Neurodiversity is the belief that neurological differences diverging away from the average population (whom we call neurotypicals) are a natural occurrence and should be celebrated. Individuals falling into this group include people with conditions such as ADHD, dyslexia, autism, and so on.
While these labels may seem occasionally helpful for us in understanding the constellation of traits that are part of what defines them, the truth is that our labels seem to be most often steered in a way that brings forth greater negativity than positivity; much of our diagnosis is centred around what a person with a condition is unable to do in comparison to what we think an “average” person is capable of.
Yet, if we looked at our so-called “average” population, we would hardly find two individuals who are the same as one another. There are people who are incredible when it comes to Math or Science, some who are talented in picking up languages, and others who have a natural instinct in physical movement, such as dancers, martial artists, or athletes. Yet, these very same people who excel in one aspect may encounter difficulties in another area of their lives. The fact is that everyone is different from each other, and we excel in different ways. This is merely the tip of the iceberg. There is just such a variety of intelligence and abilities that go beyond what is traditionally deemed to be important – academic smarts.
It is for this reason that I believe Neurodiversity to be a powerful idea. Why?
Neurodiversity is powerful because it is an idea that encourages an alternative perspective – an alternative narrative – and our narratives makes up a large part of our reality. Rather than only focusing on what these individuals cannot do, neurodiversity teaches us to focus on what they can. As what Scott Barry Kaufman said in his book ‘Ungifted’, “perhaps instead of labelling dyslexics as learning disables, we should call them visually gifted”.
In this manner, it is very much like a strength-based approach in counselling wherein the strengths of the individuals are highlighted. It also births a space of contemplation that prompts us to deliberately consider how and where we can best put these strengths to use. In other words, it teaches us to capitalise on a specialised type of human resource. Rather than insisting they fit a traditional mould, it is far better to allow them to explore where they can best do well and give them the opportunity to do so. Not only does it empower and enriches the lives of neurodivergent individuals, it also benefits our society!
In fact, Steve Silberman (author of Neurotribes) believes that these individuals can bring about unique perspectives and geniuses that eludes the neurotypical population precisely because of their wildly differing ways of thought. In his book, Silberman gives an anecdotal narration of individuals with contributions stemming precisely from the traits and characteristics they present with because of autism; often, a very focused interest in certain activities. An earlier article I wrote expands my thoughts about this focused interest – what I had called fixations can be found here.
As an approach, Neurodiversity is helpful not only because of the potential contributions that could be made by these unique individuals, but also because what we choose to focus on can greatly affect another person’s sense of self. One way we build our sense of self is via feedback from the others. We often build our self-identity based on what others expect from us or see in us. If a person’s shortcomings are always what is paid attention to, it becomes a challenge for them to see beyond their so-called failures. Instead, their perspectives may be narrowly calibrated to focus on their difficulties, thus limiting their self-image. In the long run, this negatively affects their sense of self and lowers their self-esteem. All of this has a trickle-down effect.
Conversely, if we look towards the positive aspects of an individual, we instill a sense of pride and self-efficacy that gives them greater confidence in their ability to live independently, thereby making it more likely they will try and succeed at it. And that may be one of the more crucial issues at hand – the ability of someone who is neurodivergent to live independently and meaningfully.
Perhaps, it is time for the idea of Neurodiversity to remind society to see the humanity in all of us, and to finally take steps to include a population that has long been an outcast because of their differences. The idea that our neurological differences are a natural development serves as an imploration to the humanity society prides itself on. We are all humans, albeit all a little different from one other. Why shouldn’t we be doing more to take care of a group of people who belongs with us?

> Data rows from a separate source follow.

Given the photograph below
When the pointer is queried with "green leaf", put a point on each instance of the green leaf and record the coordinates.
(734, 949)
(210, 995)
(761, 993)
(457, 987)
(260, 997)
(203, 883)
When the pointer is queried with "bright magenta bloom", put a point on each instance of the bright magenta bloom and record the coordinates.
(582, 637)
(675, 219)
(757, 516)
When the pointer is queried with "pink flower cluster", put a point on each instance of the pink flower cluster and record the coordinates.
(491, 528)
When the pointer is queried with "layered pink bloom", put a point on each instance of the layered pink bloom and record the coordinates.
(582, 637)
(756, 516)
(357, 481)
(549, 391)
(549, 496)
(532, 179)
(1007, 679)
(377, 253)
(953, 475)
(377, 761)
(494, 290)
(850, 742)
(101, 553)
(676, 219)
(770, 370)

A well-known saying in the autism community is this: “If you’ve met one person with autism, you’ve met one person with autism”. While I understand the intention and message of this sentence, I wonder if we should simply remove the part “with autism”.
“If you’ve met one person with autism, you’ve met one person.”
I believe, at its crux, despite what arguments that may be presented against the idea of Neurodiversity, its original intention has always been one to unite rather than divide; to spur society to unite in the humanness that we have all come from, and to embrace the uniqueness that make it possible for each of us to know one another differently.
And in that vein, I would probably cast a vote in favour of it.
Hannah Gadsby said this: “Diversity is strength, difference is a teacher. If you fear difference, you learn nothing.”
While it was said in a different context, hearing this struck a chord in me, and I believe it can be applied just as well here. I hope reading this made you reconsider your perspective just a little bit. And above all, I hope you hear the clarion call of our humanity to embrace the humanness in those who are, in all that matters, not so different from us.